Pair Corralation between NEXON and Anfield Resources
Assuming the 90 days trading horizon NEXON is expected to generate 11.12 times less return on investment than Anfield Resources. But when comparing it to its historical volatility, NEXON Co is 5.67 times less risky than Anfield Resources. It trades about 0.09 of its potential returns per unit of risk. Anfield Resources is currently generating about 0.17 of returns per unit of risk over similar time horizon. If you would invest 2.80 in Anfield Resources on April 24, 2025 and sell it today you would earn a total of 4.90 from holding Anfield Resources or generate 175.0% return on investment over 90 days.

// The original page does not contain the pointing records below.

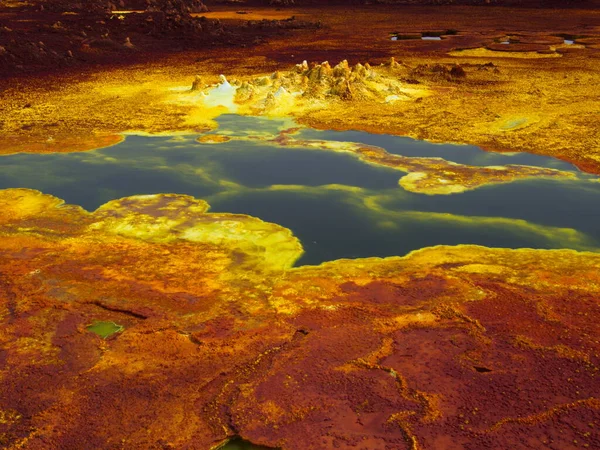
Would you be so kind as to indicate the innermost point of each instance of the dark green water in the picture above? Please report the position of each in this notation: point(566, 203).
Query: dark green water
point(338, 206)
point(239, 444)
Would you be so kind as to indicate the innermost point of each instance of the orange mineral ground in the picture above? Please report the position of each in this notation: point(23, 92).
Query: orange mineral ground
point(154, 323)
point(215, 335)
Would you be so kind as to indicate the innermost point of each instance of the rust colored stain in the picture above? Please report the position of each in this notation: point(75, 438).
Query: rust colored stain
point(449, 347)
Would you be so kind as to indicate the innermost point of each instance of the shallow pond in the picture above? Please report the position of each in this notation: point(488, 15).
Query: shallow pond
point(104, 329)
point(336, 204)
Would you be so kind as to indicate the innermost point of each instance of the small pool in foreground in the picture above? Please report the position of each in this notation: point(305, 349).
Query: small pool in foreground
point(339, 206)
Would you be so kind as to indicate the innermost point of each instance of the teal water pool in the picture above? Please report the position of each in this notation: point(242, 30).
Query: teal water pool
point(338, 205)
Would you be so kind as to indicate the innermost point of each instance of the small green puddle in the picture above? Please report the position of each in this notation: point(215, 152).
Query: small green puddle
point(240, 444)
point(104, 329)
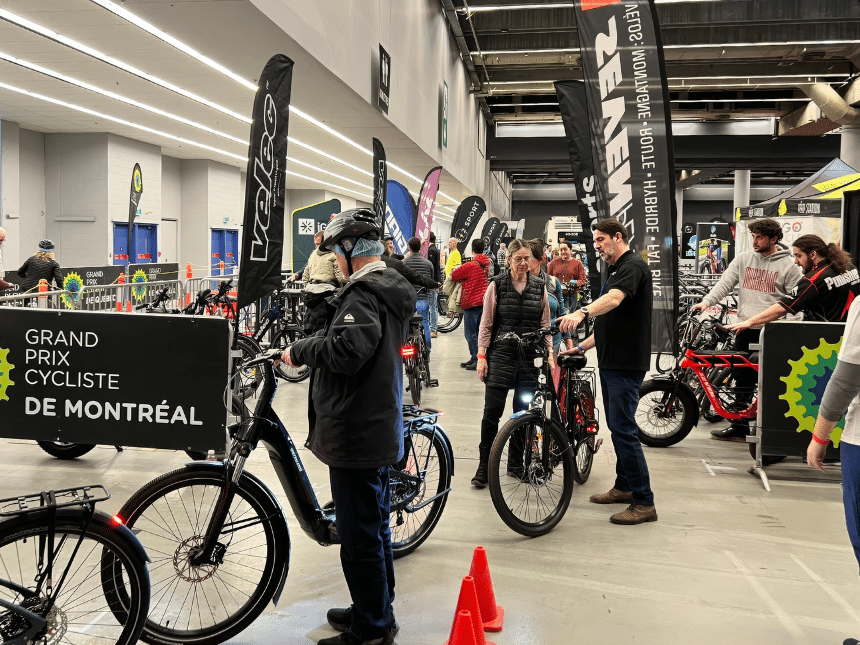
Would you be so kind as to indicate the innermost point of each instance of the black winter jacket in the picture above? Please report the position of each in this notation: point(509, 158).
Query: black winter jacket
point(356, 392)
point(35, 269)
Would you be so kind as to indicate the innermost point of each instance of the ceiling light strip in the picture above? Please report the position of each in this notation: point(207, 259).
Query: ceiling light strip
point(89, 51)
point(170, 40)
point(121, 121)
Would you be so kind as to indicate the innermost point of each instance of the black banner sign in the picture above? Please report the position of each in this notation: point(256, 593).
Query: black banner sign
point(380, 182)
point(263, 224)
point(67, 377)
point(631, 133)
point(469, 213)
point(133, 201)
point(589, 193)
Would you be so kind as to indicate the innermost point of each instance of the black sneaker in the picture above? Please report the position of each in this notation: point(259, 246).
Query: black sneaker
point(340, 618)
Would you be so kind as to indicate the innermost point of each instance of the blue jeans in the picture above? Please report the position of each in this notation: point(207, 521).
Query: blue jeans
point(423, 308)
point(849, 455)
point(434, 309)
point(620, 397)
point(362, 501)
point(471, 323)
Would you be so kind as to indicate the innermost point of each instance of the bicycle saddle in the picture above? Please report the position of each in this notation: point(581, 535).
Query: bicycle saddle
point(572, 361)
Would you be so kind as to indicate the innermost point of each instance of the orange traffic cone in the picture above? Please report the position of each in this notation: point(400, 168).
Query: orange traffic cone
point(468, 603)
point(462, 632)
point(492, 615)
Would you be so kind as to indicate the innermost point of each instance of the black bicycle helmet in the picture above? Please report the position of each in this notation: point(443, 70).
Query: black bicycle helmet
point(348, 227)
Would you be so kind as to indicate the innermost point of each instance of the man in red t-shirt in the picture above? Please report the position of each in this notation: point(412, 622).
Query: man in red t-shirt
point(567, 268)
point(474, 275)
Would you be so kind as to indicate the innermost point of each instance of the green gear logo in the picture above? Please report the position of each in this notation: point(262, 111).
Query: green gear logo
point(5, 368)
point(138, 292)
point(73, 283)
point(804, 387)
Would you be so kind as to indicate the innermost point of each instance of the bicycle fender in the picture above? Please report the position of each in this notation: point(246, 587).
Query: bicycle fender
point(684, 390)
point(268, 493)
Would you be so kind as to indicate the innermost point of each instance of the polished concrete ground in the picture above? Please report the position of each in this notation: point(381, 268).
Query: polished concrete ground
point(726, 562)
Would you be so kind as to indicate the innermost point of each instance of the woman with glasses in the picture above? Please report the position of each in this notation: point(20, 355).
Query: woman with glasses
point(515, 301)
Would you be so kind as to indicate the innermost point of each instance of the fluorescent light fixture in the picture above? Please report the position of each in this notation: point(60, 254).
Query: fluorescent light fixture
point(89, 51)
point(170, 40)
point(121, 121)
point(117, 97)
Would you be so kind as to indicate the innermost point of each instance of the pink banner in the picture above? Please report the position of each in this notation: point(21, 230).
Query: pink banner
point(426, 204)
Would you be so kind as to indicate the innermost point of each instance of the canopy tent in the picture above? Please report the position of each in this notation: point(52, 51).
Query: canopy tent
point(819, 195)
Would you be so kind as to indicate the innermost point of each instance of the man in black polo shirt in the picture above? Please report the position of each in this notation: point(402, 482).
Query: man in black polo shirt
point(826, 290)
point(622, 335)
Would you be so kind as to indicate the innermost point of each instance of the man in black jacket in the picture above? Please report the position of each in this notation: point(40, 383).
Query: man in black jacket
point(356, 361)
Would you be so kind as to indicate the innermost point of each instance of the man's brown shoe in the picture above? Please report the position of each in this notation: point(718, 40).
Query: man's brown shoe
point(635, 514)
point(614, 496)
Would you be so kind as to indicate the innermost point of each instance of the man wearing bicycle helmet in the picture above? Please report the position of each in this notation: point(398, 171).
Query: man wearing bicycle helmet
point(355, 360)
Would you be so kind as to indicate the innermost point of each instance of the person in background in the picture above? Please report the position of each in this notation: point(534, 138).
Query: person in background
point(502, 257)
point(40, 266)
point(419, 265)
point(321, 277)
point(622, 336)
point(567, 269)
point(825, 292)
point(3, 283)
point(454, 258)
point(433, 258)
point(515, 301)
point(356, 419)
point(474, 275)
point(842, 394)
point(552, 284)
point(763, 277)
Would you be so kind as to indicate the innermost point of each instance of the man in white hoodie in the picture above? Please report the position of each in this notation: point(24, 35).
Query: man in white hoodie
point(763, 277)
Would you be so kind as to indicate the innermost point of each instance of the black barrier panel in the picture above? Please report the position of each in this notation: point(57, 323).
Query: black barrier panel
point(154, 381)
point(796, 362)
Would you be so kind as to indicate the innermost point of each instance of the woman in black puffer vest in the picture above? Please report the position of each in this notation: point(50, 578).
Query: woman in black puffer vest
point(515, 301)
point(40, 266)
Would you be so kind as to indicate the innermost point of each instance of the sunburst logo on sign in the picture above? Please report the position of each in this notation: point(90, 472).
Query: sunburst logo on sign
point(138, 292)
point(5, 368)
point(73, 283)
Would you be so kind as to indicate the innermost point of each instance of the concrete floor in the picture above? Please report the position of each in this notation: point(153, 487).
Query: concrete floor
point(727, 561)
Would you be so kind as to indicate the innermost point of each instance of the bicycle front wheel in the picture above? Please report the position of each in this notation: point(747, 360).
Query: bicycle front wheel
point(103, 599)
point(211, 602)
point(426, 457)
point(531, 476)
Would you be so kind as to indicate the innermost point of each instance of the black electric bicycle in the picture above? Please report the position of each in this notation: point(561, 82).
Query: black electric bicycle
point(540, 452)
point(68, 573)
point(219, 538)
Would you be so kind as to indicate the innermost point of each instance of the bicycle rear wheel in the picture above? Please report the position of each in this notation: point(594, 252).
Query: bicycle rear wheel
point(105, 596)
point(531, 497)
point(209, 603)
point(411, 522)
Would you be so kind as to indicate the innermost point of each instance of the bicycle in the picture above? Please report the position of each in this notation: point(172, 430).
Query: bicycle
point(538, 454)
point(213, 526)
point(71, 574)
point(668, 407)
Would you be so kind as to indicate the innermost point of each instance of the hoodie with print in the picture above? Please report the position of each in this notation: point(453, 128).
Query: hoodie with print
point(761, 281)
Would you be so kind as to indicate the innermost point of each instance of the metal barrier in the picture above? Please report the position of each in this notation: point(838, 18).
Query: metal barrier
point(42, 300)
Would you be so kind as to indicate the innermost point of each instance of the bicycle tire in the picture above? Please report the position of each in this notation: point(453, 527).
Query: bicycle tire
point(282, 340)
point(583, 443)
point(411, 526)
point(520, 487)
point(65, 450)
point(656, 428)
point(168, 535)
point(106, 593)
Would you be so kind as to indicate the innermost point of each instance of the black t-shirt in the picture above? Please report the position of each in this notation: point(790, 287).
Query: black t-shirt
point(823, 295)
point(623, 335)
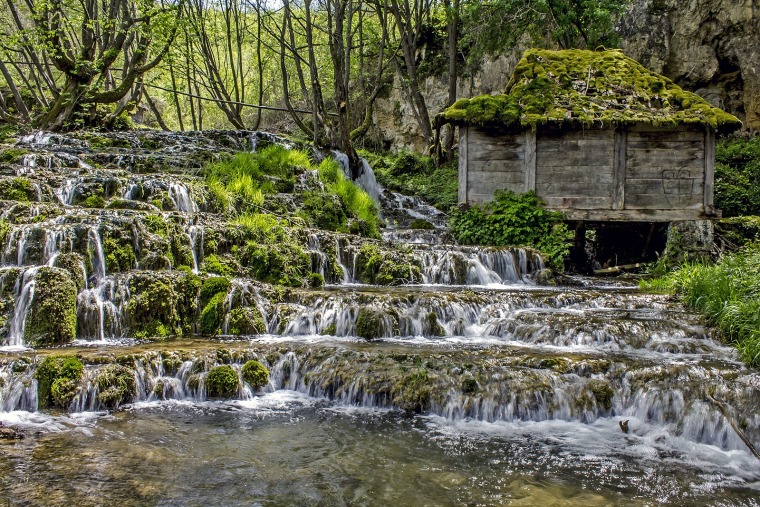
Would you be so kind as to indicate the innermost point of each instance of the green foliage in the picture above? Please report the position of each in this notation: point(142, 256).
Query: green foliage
point(222, 382)
point(58, 379)
point(727, 293)
point(357, 204)
point(212, 315)
point(591, 88)
point(116, 385)
point(245, 320)
point(255, 374)
point(52, 317)
point(737, 176)
point(17, 189)
point(514, 219)
point(416, 175)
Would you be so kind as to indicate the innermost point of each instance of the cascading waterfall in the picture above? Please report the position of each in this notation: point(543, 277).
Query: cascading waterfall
point(469, 340)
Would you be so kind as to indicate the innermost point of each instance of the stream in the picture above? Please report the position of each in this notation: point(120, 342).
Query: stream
point(479, 386)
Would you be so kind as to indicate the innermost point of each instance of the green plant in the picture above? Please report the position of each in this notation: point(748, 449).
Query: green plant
point(727, 293)
point(222, 382)
point(514, 219)
point(58, 379)
point(255, 374)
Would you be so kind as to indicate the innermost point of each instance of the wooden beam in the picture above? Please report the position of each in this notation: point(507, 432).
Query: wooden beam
point(635, 215)
point(463, 166)
point(709, 169)
point(530, 159)
point(619, 159)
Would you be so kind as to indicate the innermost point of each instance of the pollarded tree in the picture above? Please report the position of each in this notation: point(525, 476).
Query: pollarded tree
point(100, 50)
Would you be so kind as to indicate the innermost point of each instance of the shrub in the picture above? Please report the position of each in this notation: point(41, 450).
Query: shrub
point(255, 374)
point(727, 293)
point(514, 219)
point(737, 176)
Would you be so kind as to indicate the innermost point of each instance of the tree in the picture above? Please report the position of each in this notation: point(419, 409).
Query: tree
point(98, 50)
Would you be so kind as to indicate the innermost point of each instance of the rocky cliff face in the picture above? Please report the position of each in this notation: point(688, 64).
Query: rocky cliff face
point(711, 47)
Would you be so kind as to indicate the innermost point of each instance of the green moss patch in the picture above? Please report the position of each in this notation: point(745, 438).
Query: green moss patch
point(58, 380)
point(116, 385)
point(599, 88)
point(52, 318)
point(222, 382)
point(255, 374)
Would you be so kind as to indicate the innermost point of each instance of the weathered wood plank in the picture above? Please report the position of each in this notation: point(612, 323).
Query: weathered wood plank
point(663, 201)
point(619, 170)
point(709, 169)
point(588, 173)
point(496, 166)
point(662, 135)
point(530, 160)
point(602, 156)
point(683, 186)
point(463, 163)
point(560, 188)
point(477, 178)
point(665, 145)
point(636, 215)
point(578, 202)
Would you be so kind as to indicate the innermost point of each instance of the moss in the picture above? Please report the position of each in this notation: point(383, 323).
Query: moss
point(116, 385)
point(17, 189)
point(94, 201)
point(58, 380)
point(603, 393)
point(369, 324)
point(73, 263)
point(222, 382)
point(12, 156)
point(120, 256)
point(432, 327)
point(315, 280)
point(255, 374)
point(587, 87)
point(246, 321)
point(52, 317)
point(419, 223)
point(212, 315)
point(738, 231)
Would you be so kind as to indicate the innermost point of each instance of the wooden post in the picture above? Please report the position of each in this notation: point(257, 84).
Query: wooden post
point(530, 160)
point(463, 141)
point(618, 197)
point(709, 170)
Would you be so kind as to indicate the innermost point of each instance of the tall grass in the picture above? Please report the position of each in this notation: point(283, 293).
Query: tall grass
point(727, 293)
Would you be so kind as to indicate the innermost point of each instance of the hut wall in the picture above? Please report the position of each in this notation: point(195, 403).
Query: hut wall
point(637, 174)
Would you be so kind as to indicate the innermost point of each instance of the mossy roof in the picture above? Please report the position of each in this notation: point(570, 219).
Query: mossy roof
point(601, 88)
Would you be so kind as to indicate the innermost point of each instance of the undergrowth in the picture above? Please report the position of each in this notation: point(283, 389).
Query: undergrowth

Time Period | 3 Months [change] |
Direction | Moves Together |
Strength | Strong |
Accuracy | 98.44% |
Values | Daily Returns |
NEXON Co vs. Anfield Resources
Performance |
Timeline |
NEXON |
Anfield Resources |
NEXON and Anfield Resources Volatility Contrast
Predicted Return Density |
Returns |
Pair Trading with NEXON and Anfield Resources
The main advantage of trading using opposite NEXON and Anfield Resources positions is that it hedges away some unsystematic risk. Because of two separate transactions, even if NEXON position performs unexpectedly, Anfield Resources can make up some of the losses. Pair trading also minimizes risk from directional movements in the market. For example, if an entire industry or sector drops because of unexpected headlines, the short position in Anfield Resources will offset losses from the drop in Anfield Resources' long position.The idea behind NEXON Co and Anfield Resources pairs trading is to make the combined position market-neutral, meaning the overall market's direction will not affect its win or loss (or potential downside or upside). This can be achieved by designing a pairs trade with two highly correlated stocks or equities that operate in a similar space or sector, making it possible to obtain profits through simple and relatively low-risk investment.Anfield Resources vs. CORNISH METALS INC | Anfield Resources vs. KCE Electronics Public | Anfield Resources vs. Arrow Electronics | Anfield Resources vs. Zijin Mining Group |
Check out your portfolio center.Note that this page's information should be used as a complementary analysis to find the right mix of equity instruments to add to your existing portfolios or create a brand new portfolio. You can also try the Premium Stories module to follow Macroaxis premium stories from verified contributors across different equity types, categories and coverage scope.